2026/04/06

Wan 2.7 First and Last Frame Control: How to Generate Predictable AI Video

How to use Wan 2.7 first and last frame control for predictable video generation — frame pairing strategies, what the model infers, and how to avoid the most common failure modes.

Wan 2.7 First and Last Frame Control: How to Generate Predictable AI Video

Standard image-to-video gives you control over the opening frame and then the model improvises. The result — what most workflows call drift — is a clip that gradually diverges from any endpoint you had in mind. For product demos, narrative transitions, or anything with a required landing point, drift is expensive to fix in post.

Wan 2.7's first and last frame control solves this directly. You define both the opening and closing frame. The model generates the motion in between.

This guide is for getting repeatable results out of that capability — not just a demo that worked once.

Wan 2.7 first and last frame control: two cinematic frames connected by motion — opening shot at a mountain trailhead, closing shot at the summit at sunset

What First and Last Frame Control Actually Does

The Problem It Solves vs Standard I2V

Standard image-to-video anchors the opening frame and lets the model decide everything that follows. Subject position, camera movement, lighting — all improvised. When the model's improvisation diverges from your intent, you re-roll and hope.
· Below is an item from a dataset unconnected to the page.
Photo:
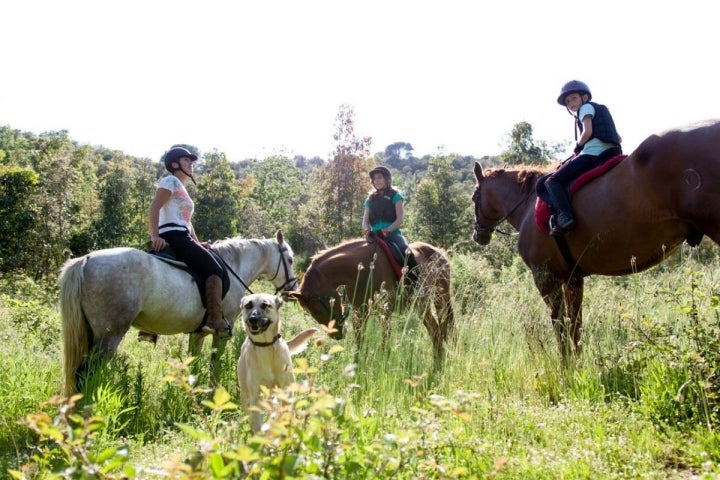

Wan 2.7's first/last frame approach uses both images as control conditions. Semantic features from both frames are injected into the generation process, which keeps style, content, and structure consistent while the model generates the motion path between them. The result is a clip with a defined start and a defined destination — not just a defined start with a random landing.

How Both Frames Are Used During Generation

The model does not interpolate pixel values between frames. It uses semantic features and cross-attention mechanisms to keep the video stable — this approach reduces jitter compared to single-anchor generation because the model is constrained on both ends, not just one.

Your first frame defines the initial state. Your last frame constrains the destination. The motion path between them is inferred from both the frame content and your text prompt.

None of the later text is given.